SUENA la obertura de Rienzi de Wagner. Tengo en las manos un
libro. Leo. Mientras tanto, la trompeta despliega su llamada bélica, su
llamada al encuentro con el destino. Releo el libro de Steiner La poesía del pensamiento y, a cada
paso, a cada línea, el autor ofrece una lucidez inusual. Palmo a palmo, trato de
aprender a no razonar con las palabras, de entender que la música es
conocimiento sin sentido unívoco y que la palabra quizás es nota a pie de
página, derivación, tangente de la razón, como estas mismas sucesiones y
destellos que solo traslucen los marros de un individuo.

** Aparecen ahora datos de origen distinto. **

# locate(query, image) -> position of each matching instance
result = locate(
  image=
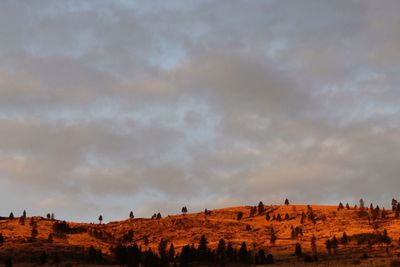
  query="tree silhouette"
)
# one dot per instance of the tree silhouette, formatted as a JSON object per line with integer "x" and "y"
{"x": 362, "y": 205}
{"x": 171, "y": 252}
{"x": 184, "y": 210}
{"x": 202, "y": 249}
{"x": 273, "y": 236}
{"x": 50, "y": 238}
{"x": 243, "y": 254}
{"x": 335, "y": 244}
{"x": 344, "y": 240}
{"x": 297, "y": 250}
{"x": 8, "y": 262}
{"x": 261, "y": 207}
{"x": 162, "y": 251}
{"x": 328, "y": 245}
{"x": 314, "y": 246}
{"x": 221, "y": 251}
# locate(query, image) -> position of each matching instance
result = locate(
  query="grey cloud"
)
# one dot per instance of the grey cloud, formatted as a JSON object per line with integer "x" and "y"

Platón denunciaba toda palabra,
todo intento de someter la memoria a los plazos y los límites del verbo. Sin
embargo, Platón reservaba un resquicio a la palabra nutricia, a la semilla
inmortal que, de perenne, se hace uno en los otros sucesivamente, más allá de
los individuos concretos.
Siento que soy una voz perdida y
envilecida que tan solo sabe entonar la música de los otros. Y eso me desnuda y
me provoca un estupor y una maravilla. Pues, siempre he deseado, cuando
escribo, cuando leo, cuando soy, no ser nada, ser pluralidad, polifonía
armonizada. La dulición del yo en el plural es una anhelo que la música puso
por delante desde antiguo.
Tan solo me consuela aprender,
aprender. Sin más ni más. Para tal fin, debe uno tener a las claras sus insuficiencias. Como
Sócrates ante la muerte, aprender a tocar la flauta. ¿Para qué? No existe esa
cuestión en el conocimiento humano, no hay para
qué válido. Plantear sería errar en el comienzo de la búsqueda. Sócrates quiso, a lo mejor, aprender la difícil melodía de
flauta en la noche para ir encontrándose con el lenguaje más allá del lenguaje. Termina Rienzi y comienza Beethoven. El clarinete invade los ecos del sótano con los dedos rozando su cuerpo de ébano.